In the majority of cases, acrobats and other performers will also double as prostitutes who can be visited after the show for a fee. This is never an advertised part of the carnival, but is a pretty open secret in most places and is how a lot of performers make a little extra money on the side. Certainly not all actors or acrobats will sell sex in addition to their other skills, but it is not at all uncommon to find one who does.

Many shows will also feature curiosities like animals with two heads or mysterious magical objects that visitors can view, fortune telling which may or may not be done by someone who can actually tell the future, and simple games that visitors can play in exchange for prizes. Again, many of these activities encourage audience participation, over and against more formal shows in cities, which tend to draw a firm distinction between the show and the audience.

Travelling carnivals and circuses rarely stay in one place for longer than a few days to a week. They stay longer if they’re near a large city centre, as there are more people, but because they also tend to service a lot of rural areas, they’re only going to get so much audience from staying near the same small towns for several days, and so they will tend to leave quite quickly. This is part of their business strategy, of course, as it is known that they are only present for a limited time, which therefore encourages people to come when they can.

Officials and law enforcement tend to view carnivals and circuses with suspicion, and there are always rumours that circuses and carnivals are full of thieves and other criminals and are only travelling around to rob people and get away with it. Some carnivals do engage in this kind of activity, though they tend to be shut down after word spreads of their unscrupulous behaviour. Most of them operate mostly above board, except for perhaps occasionally ripping people off, but the suspicion is often there. It is true that many criminals take refuge in circuses and carnivals, people who have been convicted of minor crimes or been recently released from captivity, as it is a job where few questions are asked about one’s background and anyone with the relevant skills is hired. Though most people can’t be performers, troupes always need people to set up and take down sets and stages and tents, to tend the animals and pull the carts, to cook the food and maintain the costumes, and so on. Such places tend to be refuges for people with nowhere else to go, and though occasionally this means someone genuinely dangerous or with ill intentions gets in, most of the time they provide help to people who need it.

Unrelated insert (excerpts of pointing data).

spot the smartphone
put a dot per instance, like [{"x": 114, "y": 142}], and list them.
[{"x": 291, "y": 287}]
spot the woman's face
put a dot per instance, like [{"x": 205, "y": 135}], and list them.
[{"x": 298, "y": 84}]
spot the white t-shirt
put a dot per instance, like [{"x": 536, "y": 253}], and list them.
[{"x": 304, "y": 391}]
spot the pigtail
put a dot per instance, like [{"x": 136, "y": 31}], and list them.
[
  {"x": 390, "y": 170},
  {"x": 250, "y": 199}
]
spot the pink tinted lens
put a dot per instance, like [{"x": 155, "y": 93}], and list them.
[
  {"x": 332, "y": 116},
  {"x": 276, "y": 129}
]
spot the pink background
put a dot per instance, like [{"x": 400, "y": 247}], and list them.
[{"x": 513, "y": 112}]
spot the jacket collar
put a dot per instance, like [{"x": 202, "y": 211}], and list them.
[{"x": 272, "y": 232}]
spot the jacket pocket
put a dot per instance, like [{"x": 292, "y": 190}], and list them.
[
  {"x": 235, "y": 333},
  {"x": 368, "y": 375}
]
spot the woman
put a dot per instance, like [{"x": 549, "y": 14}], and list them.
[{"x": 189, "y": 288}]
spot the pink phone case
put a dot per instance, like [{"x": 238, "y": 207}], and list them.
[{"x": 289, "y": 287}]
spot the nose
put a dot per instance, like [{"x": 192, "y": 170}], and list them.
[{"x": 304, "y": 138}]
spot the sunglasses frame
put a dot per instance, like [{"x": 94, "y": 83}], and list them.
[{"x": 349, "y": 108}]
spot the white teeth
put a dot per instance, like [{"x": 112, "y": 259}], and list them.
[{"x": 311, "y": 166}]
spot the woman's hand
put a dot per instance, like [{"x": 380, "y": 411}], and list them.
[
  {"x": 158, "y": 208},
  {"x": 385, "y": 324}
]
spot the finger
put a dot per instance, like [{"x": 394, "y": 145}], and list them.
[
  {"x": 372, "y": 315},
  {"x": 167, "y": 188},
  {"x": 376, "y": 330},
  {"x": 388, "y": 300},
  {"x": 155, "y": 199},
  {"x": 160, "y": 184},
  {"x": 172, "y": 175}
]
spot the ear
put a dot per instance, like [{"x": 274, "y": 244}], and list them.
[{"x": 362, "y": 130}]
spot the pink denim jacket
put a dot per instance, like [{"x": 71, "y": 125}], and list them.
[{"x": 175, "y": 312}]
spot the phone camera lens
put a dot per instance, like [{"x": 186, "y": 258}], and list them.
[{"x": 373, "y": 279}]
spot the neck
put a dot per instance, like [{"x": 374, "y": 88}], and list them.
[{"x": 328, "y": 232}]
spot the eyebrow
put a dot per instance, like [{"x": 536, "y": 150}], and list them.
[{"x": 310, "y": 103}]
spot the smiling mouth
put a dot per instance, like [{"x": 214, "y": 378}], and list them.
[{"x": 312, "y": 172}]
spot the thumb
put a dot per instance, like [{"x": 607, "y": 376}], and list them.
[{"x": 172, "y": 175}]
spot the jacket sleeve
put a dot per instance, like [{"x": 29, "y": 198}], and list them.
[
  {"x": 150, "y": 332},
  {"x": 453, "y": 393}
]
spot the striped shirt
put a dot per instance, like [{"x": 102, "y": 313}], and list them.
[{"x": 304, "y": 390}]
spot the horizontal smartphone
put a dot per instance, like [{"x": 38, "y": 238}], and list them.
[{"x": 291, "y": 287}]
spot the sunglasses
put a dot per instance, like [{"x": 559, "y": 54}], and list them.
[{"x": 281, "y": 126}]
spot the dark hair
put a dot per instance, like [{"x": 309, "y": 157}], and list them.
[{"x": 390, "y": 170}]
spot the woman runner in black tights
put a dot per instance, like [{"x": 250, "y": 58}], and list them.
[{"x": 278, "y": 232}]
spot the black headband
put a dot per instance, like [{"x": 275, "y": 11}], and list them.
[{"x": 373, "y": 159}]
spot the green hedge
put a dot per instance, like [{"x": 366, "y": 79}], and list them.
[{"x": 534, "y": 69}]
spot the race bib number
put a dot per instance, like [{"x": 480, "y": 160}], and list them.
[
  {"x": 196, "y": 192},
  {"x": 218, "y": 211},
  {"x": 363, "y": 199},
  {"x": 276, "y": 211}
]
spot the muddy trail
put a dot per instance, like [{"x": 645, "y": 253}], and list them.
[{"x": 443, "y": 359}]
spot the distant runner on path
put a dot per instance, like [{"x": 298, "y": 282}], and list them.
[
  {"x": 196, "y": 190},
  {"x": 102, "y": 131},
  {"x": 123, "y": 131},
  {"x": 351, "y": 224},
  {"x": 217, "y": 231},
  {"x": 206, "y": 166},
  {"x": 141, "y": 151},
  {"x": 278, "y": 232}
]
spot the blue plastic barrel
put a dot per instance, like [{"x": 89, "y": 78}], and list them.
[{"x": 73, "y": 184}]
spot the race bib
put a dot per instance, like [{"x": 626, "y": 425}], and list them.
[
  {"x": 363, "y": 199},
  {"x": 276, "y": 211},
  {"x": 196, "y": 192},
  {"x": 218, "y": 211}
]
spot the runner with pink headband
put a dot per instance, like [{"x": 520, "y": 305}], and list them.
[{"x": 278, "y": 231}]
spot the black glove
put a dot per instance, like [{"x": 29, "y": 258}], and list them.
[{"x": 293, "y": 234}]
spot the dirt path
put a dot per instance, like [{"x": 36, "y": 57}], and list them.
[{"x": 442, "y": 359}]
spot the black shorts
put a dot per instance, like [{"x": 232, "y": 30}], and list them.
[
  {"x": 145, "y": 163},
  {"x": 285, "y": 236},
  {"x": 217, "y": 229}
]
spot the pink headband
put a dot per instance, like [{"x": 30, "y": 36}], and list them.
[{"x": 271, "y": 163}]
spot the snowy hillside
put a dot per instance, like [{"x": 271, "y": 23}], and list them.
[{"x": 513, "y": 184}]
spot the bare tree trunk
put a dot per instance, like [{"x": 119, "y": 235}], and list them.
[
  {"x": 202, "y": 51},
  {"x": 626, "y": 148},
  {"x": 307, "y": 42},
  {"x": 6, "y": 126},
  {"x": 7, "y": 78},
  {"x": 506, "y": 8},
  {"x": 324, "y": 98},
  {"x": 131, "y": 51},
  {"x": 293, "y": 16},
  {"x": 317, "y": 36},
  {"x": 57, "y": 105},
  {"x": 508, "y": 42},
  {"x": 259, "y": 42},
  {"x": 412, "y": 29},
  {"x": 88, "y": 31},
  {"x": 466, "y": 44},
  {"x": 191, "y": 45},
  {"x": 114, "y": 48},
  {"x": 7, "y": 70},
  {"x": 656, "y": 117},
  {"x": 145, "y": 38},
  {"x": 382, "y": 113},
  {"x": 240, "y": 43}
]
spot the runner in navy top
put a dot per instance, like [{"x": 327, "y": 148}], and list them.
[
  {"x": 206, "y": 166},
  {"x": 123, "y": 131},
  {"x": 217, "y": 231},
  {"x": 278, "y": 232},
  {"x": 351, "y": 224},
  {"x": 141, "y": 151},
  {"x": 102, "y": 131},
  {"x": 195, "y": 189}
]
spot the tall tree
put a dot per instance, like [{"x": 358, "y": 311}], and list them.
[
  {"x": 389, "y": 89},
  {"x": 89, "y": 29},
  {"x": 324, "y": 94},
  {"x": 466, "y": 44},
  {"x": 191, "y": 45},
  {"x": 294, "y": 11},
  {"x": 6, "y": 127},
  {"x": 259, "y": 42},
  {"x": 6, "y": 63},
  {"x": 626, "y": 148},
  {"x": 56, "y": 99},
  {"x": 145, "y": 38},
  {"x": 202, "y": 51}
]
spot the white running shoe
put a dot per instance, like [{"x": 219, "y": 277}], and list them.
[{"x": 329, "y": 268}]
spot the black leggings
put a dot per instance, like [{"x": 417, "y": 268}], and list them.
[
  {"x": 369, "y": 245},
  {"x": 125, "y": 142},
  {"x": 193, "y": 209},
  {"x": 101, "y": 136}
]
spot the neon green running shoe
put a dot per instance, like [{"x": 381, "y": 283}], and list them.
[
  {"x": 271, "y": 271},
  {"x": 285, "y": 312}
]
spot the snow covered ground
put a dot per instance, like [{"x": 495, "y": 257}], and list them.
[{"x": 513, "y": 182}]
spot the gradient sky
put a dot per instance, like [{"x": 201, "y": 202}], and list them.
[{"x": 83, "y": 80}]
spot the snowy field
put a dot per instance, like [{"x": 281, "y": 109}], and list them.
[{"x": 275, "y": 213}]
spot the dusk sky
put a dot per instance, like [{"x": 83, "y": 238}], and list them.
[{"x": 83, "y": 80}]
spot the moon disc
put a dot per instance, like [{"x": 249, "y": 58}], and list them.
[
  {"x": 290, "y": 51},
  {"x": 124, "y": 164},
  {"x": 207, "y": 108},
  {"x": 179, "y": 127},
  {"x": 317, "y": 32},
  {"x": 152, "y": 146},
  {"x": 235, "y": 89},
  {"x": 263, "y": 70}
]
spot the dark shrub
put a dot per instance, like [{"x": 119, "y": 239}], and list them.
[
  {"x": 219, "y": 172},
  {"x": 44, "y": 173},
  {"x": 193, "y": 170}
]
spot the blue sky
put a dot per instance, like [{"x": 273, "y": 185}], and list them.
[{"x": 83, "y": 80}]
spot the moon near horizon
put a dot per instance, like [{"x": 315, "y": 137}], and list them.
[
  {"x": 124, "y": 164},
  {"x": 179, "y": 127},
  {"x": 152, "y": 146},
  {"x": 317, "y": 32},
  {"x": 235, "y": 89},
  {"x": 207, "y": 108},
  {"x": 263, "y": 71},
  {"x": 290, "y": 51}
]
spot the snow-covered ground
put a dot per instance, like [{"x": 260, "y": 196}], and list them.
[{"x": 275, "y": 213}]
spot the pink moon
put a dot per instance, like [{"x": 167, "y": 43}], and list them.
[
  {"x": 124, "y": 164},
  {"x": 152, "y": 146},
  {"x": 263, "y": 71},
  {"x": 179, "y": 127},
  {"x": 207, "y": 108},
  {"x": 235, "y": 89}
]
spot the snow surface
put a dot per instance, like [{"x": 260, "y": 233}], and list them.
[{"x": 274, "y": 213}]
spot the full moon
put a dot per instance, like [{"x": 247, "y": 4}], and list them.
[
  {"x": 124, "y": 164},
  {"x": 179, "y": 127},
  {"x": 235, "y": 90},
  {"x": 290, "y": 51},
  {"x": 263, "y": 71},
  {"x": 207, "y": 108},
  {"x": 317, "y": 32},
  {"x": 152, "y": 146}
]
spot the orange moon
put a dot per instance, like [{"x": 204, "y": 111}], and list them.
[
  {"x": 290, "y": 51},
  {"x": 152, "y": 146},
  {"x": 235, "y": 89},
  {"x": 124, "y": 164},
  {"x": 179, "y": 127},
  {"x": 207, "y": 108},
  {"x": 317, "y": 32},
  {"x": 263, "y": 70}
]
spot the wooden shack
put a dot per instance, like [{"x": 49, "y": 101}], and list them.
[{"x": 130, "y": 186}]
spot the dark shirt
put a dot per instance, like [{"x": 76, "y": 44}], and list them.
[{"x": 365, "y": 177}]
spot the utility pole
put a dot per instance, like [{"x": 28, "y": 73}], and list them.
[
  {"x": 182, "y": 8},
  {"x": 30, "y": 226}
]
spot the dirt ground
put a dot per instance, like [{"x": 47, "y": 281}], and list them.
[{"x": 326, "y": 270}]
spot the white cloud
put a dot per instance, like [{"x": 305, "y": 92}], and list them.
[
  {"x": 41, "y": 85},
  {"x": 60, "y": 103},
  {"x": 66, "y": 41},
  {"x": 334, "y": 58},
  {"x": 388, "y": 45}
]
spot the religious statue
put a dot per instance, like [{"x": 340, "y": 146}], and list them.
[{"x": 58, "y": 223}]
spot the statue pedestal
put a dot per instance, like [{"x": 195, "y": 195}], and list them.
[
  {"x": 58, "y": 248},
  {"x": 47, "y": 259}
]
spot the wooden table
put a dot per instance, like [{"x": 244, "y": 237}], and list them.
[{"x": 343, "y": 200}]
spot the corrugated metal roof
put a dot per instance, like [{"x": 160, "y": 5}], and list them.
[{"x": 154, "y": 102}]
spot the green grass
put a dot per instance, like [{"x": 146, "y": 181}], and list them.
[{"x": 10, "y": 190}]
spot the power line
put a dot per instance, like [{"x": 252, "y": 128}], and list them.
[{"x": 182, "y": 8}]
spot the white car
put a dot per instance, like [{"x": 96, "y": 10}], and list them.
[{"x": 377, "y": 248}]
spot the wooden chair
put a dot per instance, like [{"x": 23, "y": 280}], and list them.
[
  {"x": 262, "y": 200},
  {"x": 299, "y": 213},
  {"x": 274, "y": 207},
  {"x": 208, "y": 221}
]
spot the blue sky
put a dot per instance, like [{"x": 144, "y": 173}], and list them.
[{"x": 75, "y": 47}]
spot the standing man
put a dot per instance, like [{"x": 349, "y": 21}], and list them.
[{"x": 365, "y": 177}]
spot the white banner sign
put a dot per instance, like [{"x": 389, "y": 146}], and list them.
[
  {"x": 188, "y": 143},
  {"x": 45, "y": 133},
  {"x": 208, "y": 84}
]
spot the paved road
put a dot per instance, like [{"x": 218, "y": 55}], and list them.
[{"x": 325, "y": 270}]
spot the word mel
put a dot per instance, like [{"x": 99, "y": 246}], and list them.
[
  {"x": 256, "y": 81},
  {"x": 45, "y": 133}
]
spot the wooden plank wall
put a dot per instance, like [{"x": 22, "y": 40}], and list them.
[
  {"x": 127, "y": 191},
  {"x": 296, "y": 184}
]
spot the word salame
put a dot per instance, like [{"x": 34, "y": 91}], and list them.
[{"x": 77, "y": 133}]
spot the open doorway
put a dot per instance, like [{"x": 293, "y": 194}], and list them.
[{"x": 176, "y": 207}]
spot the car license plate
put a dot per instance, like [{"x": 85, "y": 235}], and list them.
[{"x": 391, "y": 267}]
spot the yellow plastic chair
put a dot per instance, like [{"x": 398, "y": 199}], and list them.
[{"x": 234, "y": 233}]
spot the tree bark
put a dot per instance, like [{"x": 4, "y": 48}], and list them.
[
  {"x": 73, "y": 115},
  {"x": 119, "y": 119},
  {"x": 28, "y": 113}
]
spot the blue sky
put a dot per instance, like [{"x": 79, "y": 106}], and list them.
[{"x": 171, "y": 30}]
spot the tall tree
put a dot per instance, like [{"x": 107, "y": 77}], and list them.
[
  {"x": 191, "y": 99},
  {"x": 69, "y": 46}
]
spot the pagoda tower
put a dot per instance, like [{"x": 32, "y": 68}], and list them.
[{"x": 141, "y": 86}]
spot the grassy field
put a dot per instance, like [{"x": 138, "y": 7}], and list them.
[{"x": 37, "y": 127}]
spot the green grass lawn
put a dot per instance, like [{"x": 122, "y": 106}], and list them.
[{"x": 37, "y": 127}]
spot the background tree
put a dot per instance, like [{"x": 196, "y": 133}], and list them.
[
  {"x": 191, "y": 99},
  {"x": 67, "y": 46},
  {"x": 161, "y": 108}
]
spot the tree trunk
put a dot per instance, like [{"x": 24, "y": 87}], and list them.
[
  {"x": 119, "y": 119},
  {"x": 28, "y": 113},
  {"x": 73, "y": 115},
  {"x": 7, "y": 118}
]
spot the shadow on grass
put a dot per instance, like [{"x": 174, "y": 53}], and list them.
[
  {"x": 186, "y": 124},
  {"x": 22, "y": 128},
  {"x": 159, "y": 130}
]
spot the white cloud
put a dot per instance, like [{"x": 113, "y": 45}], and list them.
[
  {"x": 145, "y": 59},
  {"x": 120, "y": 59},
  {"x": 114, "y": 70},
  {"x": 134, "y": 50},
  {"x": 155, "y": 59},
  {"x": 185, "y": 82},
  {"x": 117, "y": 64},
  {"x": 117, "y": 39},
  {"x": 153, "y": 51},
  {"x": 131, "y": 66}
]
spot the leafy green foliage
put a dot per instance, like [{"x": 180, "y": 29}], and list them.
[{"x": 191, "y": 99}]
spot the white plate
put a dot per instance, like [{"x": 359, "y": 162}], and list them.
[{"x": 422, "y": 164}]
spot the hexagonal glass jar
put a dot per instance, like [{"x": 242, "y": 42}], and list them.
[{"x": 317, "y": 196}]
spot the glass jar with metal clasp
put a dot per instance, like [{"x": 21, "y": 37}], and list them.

Orphans and homeless people tend to be taken in by carnivals (leading to unfortunate rumours of them kidnapping people, especially children), and find meaningful work and care in those spaces, which help set them up for future careers even if they choose to leave the carnival.

Most carnivals troupes consider themselves as families, and though many of their members are transient, being a member of a troupe means a lifelong attachment to that family, and one to which one can return at any time—presuming they didn’t leave under negative circumstances. The majority of people who grew up in carnivals or circuses have fond memories of them, even if they don’t currently work in one, and credit their upbringings with making them the people they are today. Carnivals exist to spread fun and make people happy, and they have a tendency to do that not only in the short term with ephemeral pleasures, but in the long term as well for the people who become involved with them.

Excerpts from “The Social Institutions of Our Time, Modern Edition,” by Moira Marksadder, published at the Academy for Magecraft in Three Hills, DN 1954.